Questi attimi inconclusi e brevi, custodiscono tuttavia il segreto di una sola melodia, tanto più intensa quanto siamo capaci di rinunciare alla felicità come progetto. E le pagine più nuove della poesia di Milo De Angelis descrivono, qui, attimi di gioia breve: «Quella/corsa, tra le colline del moscato,/chiamò dio con il suo nome: rimani/nella porpora dei capelli,/nei nostri suoni stupiti, cronaca/della terra, parola contro parola».

La poesia di Milo De Angelis è un esempio –  e questo è uno dei motivi del suo fascino e della grande influenza che ha esercitato in questi anni –  di come, in fondo, non ci sia vero scarto tra biografia personale e monografia della specie; non mutamento ma conferma nell’esserci tutti.
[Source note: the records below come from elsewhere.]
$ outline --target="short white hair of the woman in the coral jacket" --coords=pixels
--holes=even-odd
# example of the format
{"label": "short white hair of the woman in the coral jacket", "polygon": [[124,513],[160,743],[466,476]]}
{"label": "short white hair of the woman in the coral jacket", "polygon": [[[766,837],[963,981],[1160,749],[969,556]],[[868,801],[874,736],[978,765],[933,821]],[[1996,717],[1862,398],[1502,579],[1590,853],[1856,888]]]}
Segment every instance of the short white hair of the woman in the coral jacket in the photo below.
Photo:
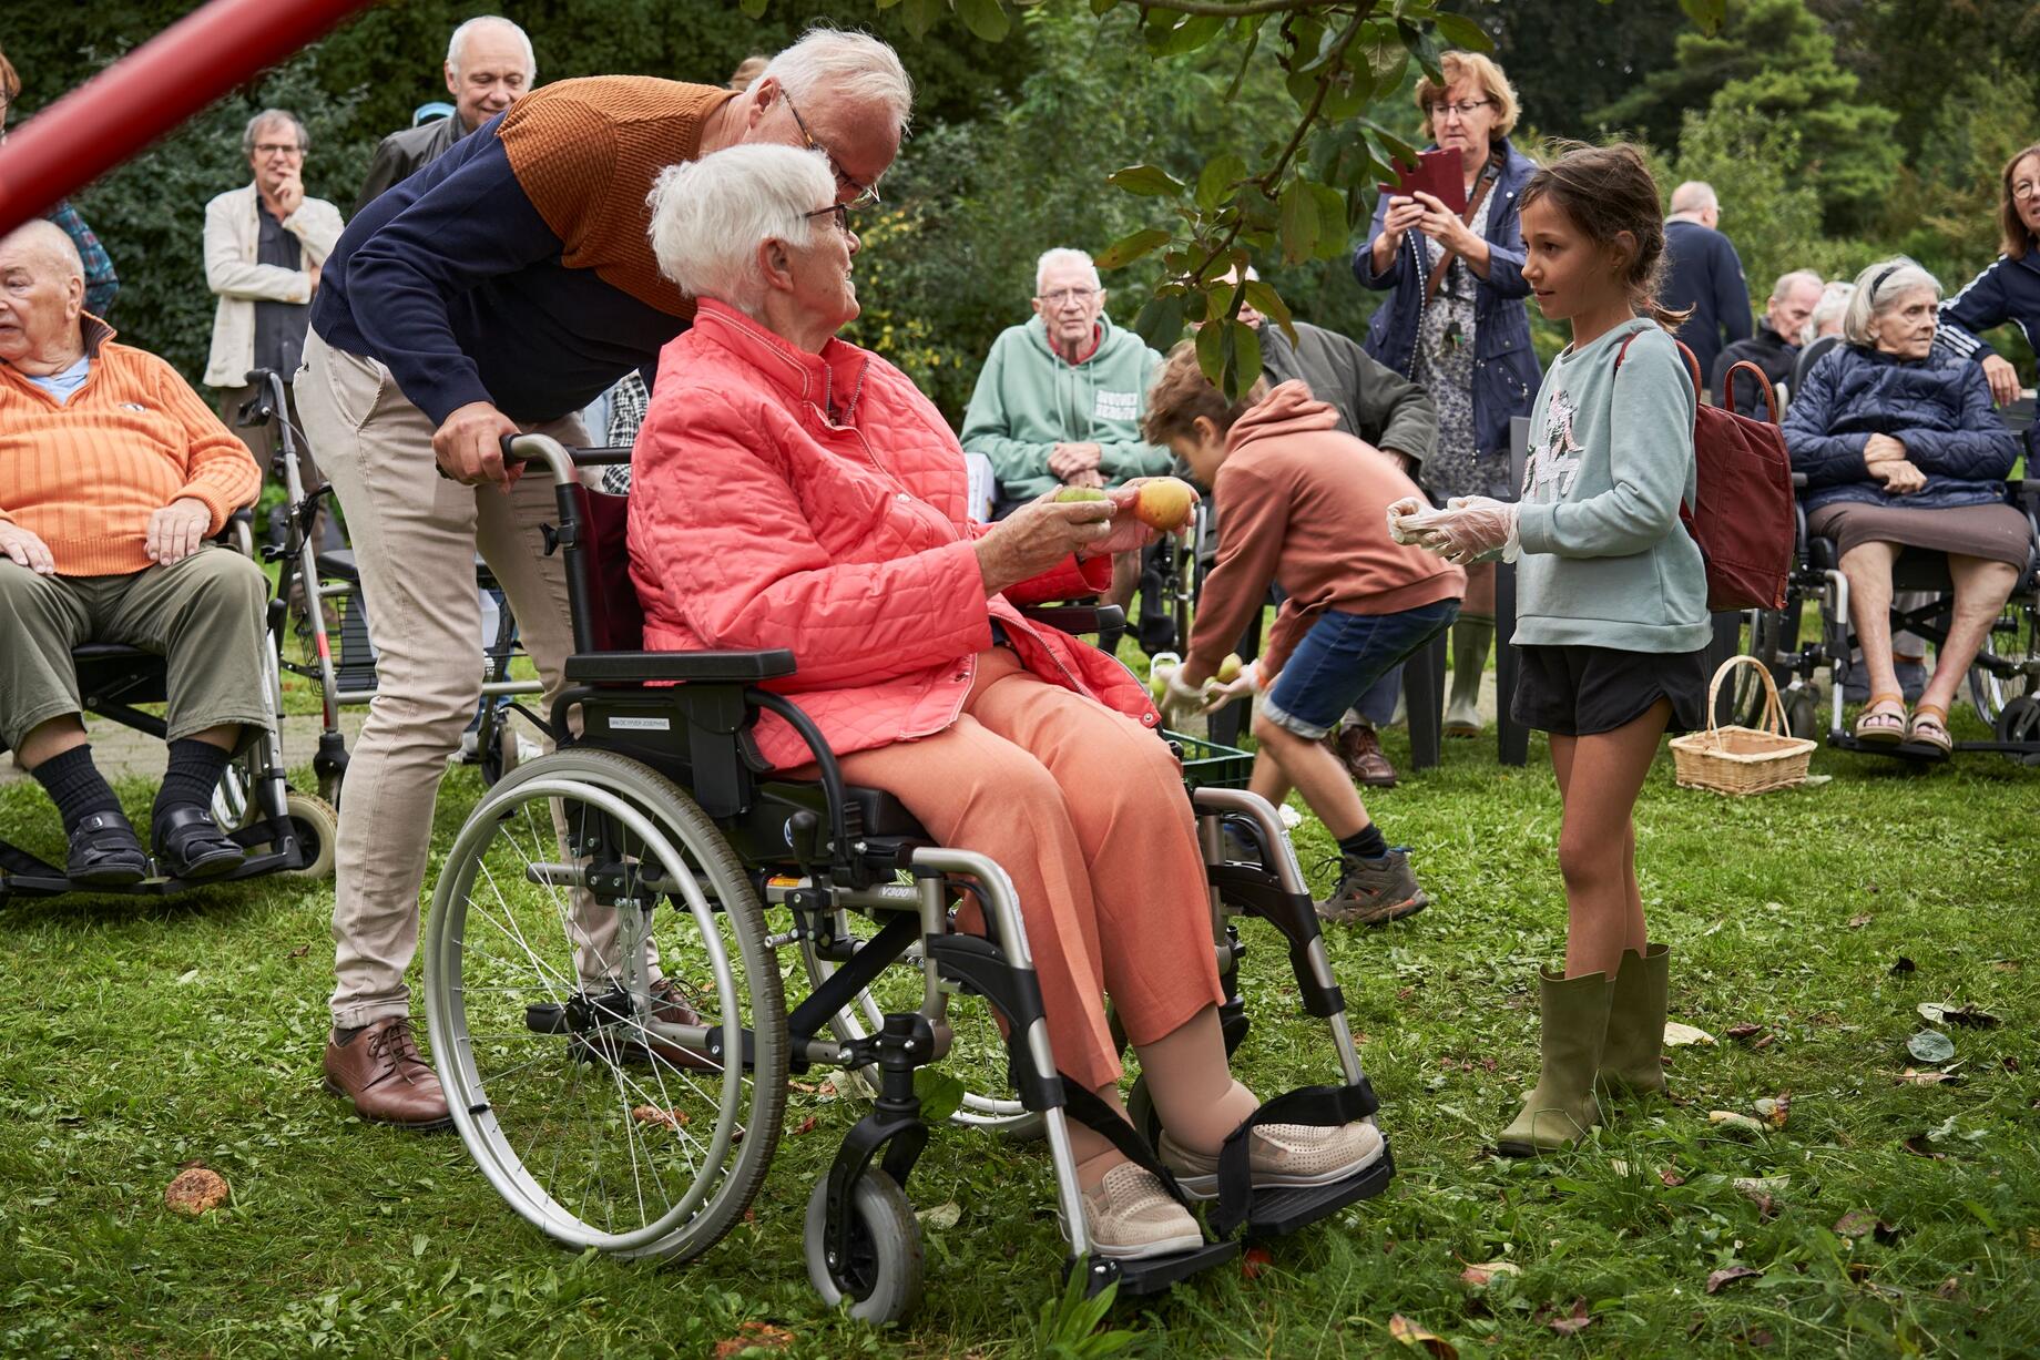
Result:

Ancora somiglianze, insomma.12

Sebastiano Aglieco

NOTE:


1Milo De Angelis, parole per il figlio, in Somiglianze, p. 28, Guanda 1990.

2 Le parole del lanternaio, ne Il Piccolo Principe di Saint Exupéry.

3 Milo De Angelis, Biografia sommaria, p. 31, Mondadori 1999. 

4 «freccia,/portaci tu i piedi/verso la vittoria, e in questo spiazzo/fa’, unico dio, unica gioia del pomeriggio,/fa’ che tutto sia immenso, fa’ che non/piova », Terra del viso, p.110, ora in Poesie, Oscar Mondadori 2008.

5 «noi ci lasciamo/qui, in due metri di cemento, con un atto/di presenza, un battito/estivo, uno scambio di persona», Milo De Angelis, Tema dell’addio, p. 31, Mondadori 2005.

6 Milo De Angelis, Biografia sommaria, p. 34.

7 Milo De Angelis, Somiglianze, p. 61.

8 «Ora lo sai anche tu/lo sappiamo/mentre stiamo per rinascere», (Franco Fortini) citato in Biografia Sommaria, p.43; «Morire/è dunque perdere anche la morte, infinito/presente, nessun appello, nessuna musica/di una chiamata personale»; ibidem, p.63. Ma anche altre importanti occorrenze; per esempio: «…tu sei già stato/ciò che io, adesso, sono», (Nisargadatta), in Distante un padre, p. 83, Mondadori 1989.

9 Milo De Angelis, Somiglianze, p. 90.

10 «”perdonami questo amore che/è già un’azione”», Somiglianze, p. 68.

11 «Come si ode la pietra, come/te, gli inverni. Silenzio. Il drappello/sta passando, un uomo per volta. Tu che/compi l’esecuzione/tu, trucidato che/schivi», in Terra del viso, ora in Poesie, p.112; «”ecco il tempo”/ma il tempo è una storia, la storia ingiusta, la gioia/arrivata in ritardo», p. 105, Somiglianze.

12 «C’è un amore più grande/di te e di me, me e voi nella specie,/acqua su acqua», Distante un padre, p. 67.